J’ÉCRIVAIS dans L’Herne (p. 207), il y a quelques années : « Dans le peu de références à seulement quelques livres de la création si vaste d’Eliade, nous voulions toucher à deux points d’intérêt : d’une part, le fait que l’homme moderne historique continue à vivre inconsciemment selon les mêmes catégories que l’homme prémoderne, d’autre part que sa vie inconsciente est structurée selon un schéma d’initiation implicite dans son contact avec l’histoire. S’il nous est permis de le dire, l’on pourrait formuler ainsi cette situation : l’homme moderne subit l’ordalie de l’histoire, il est inconsciemment ‘initié’ à l’existence responsable par le fait même de son historicité. Cela quant à son “initiateur”, quant aux contenus de son initiation… ce sont les mêmes “épreuves”, le même scénario de mort et résurrection qui était traduit dans des rites par les peuples archaïques, qui revient dans son expérience onirique. La structure profonde de la vie psychique de l’individu est réglée par les mêmes patterns qui, une fois, constituaient les modèles paradigmatiques de l’existence humaine, les “archétypes”, et qui lui étaient transmis, avec piété et crainte, dans le langage murmuré des mythes. Les rapports sont, évidemment, inverses : ce qui constituait la surconscience d’un clan est l’inconscient d’un individu et d’un groupe ».

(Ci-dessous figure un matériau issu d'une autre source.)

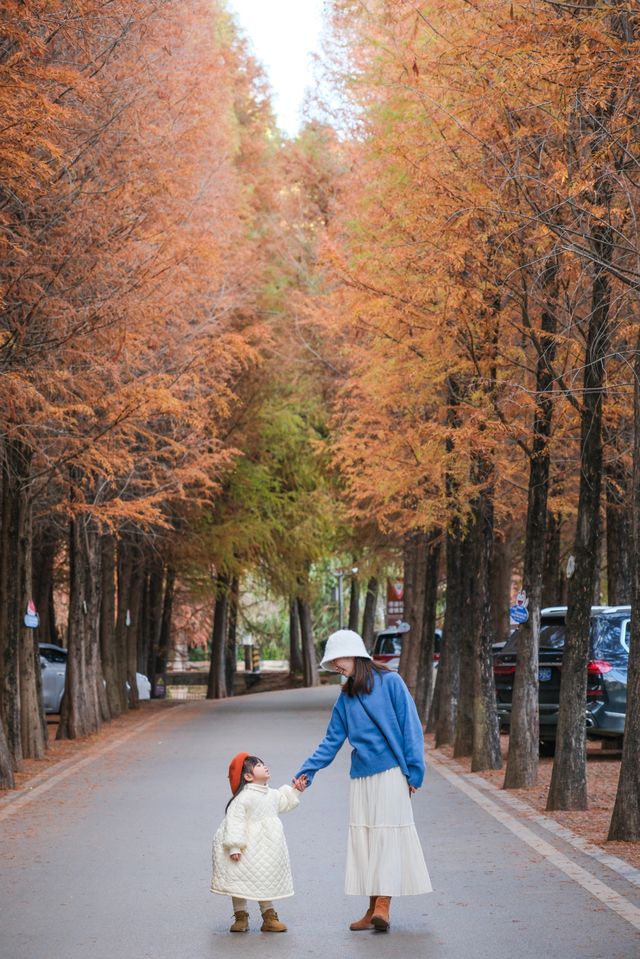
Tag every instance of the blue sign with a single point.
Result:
(519, 614)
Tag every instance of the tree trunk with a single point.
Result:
(20, 692)
(415, 579)
(295, 655)
(369, 615)
(45, 547)
(108, 650)
(553, 580)
(448, 679)
(7, 780)
(217, 687)
(486, 733)
(80, 714)
(124, 574)
(625, 821)
(354, 604)
(34, 735)
(619, 532)
(424, 690)
(232, 633)
(522, 761)
(463, 743)
(568, 788)
(164, 642)
(309, 665)
(155, 603)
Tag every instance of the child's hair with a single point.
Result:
(247, 767)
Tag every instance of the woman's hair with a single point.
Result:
(247, 767)
(363, 676)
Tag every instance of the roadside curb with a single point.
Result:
(617, 865)
(45, 780)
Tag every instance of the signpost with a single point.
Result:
(395, 601)
(519, 613)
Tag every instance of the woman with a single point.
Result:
(376, 713)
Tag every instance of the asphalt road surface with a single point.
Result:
(111, 857)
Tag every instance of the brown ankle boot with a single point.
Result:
(241, 923)
(365, 922)
(271, 923)
(380, 917)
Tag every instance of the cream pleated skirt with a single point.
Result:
(384, 856)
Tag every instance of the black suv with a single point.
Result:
(606, 704)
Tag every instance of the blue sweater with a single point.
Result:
(398, 742)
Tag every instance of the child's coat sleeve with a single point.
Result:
(234, 838)
(288, 798)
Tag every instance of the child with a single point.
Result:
(250, 857)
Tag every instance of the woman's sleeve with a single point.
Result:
(288, 798)
(328, 748)
(234, 837)
(413, 736)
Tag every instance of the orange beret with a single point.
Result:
(235, 770)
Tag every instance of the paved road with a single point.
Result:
(113, 860)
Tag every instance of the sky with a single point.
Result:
(283, 34)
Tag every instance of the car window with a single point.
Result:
(612, 641)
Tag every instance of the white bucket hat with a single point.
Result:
(344, 642)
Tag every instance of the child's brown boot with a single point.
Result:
(271, 923)
(241, 923)
(380, 917)
(365, 922)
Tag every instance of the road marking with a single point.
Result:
(605, 894)
(17, 800)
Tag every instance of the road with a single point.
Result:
(112, 857)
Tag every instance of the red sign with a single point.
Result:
(395, 601)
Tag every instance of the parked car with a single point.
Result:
(606, 702)
(53, 663)
(388, 646)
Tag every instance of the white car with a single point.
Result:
(388, 646)
(53, 662)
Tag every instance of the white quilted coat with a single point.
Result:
(252, 828)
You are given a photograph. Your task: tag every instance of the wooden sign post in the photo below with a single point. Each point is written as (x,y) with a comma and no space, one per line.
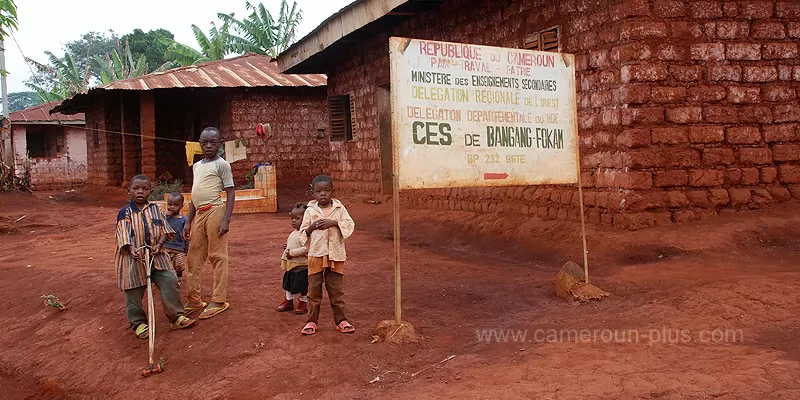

Tout cela reste, je crois, valable. L’homme, dans la conception d’Eliade, subit ce qu’Erich Neumann appelait « le rituel du destin », ce qui équivaut à dire que, dans le monde d’aujourd’hui, le sacré n’est pas seulement « camouflé » dans le profane, mais que le profane est le sacré. On a reproché à cette interprétation son caractère « minimaliste », puisque l’exemple de Stéphane Viziru de Forêt interdite semble indiquer qu’au dernier moment, vu que la prémonition de Stéphane se réalise, on assiste à une vraie et propre irruption du sacré dans le profane. Mais il s’agit ici de la mort du personnage, qui rentre, en effet, dans une autre catégorie : « Il n’y a que deux expériences privilégiées, qui mettent directement l’homme au contact avec le “mystère de la totalité” : l’amour, comme quête de la totalité, et la mort comme “signe de lumière”, fusion dans le tout » (ib. 207-8). La conclusion que, pour l’homme moderne, le profane est le sacré n’apparaît que plus légitime lorsqu’on la compare avec le mécanisme éliadien de la création du mythe dans le monde moderne, ce mythe qui n’est que fonction de décalage entre la simplicité de la réalité et le labyrinthe de l’interprétation. Certes, l’œuvre si touffue d’Eliade, l’horror vacui que manifeste son activisme frénétique, semblent infirmer l’idée qu’au fond son espoir le plus profond repose sur rien. Or, on peut justement interpréter l’effort grandiose du mystagogue, sa vocation pédagogique, son impérieux désir de venir à la rencontre des souffrances de ses congénères, comme une tentative pleinement réussie d’occulter cette vérité. C’est pourquoi, d’ailleurs, comme l’observait récemment le philosophe roumain C. Noica, Eliade est si peu philosophe dans toute son activité. Dans la conviction de bâtir sur rien, l’accent tombe, chez Eliade, sur « bâtir », celui de la philosophie occidentale sur « rien ». Bâtir sur rien c’est aussi la définition la plus convenable de la mystagogie éliadienne, de ce mythe qui, en son essence, est malentendu, contradiction entre le fondement de la maison (« rien ») et le bâtiment énorme qui ne se soucie nullement de reposer sur le négatif de tout fondement.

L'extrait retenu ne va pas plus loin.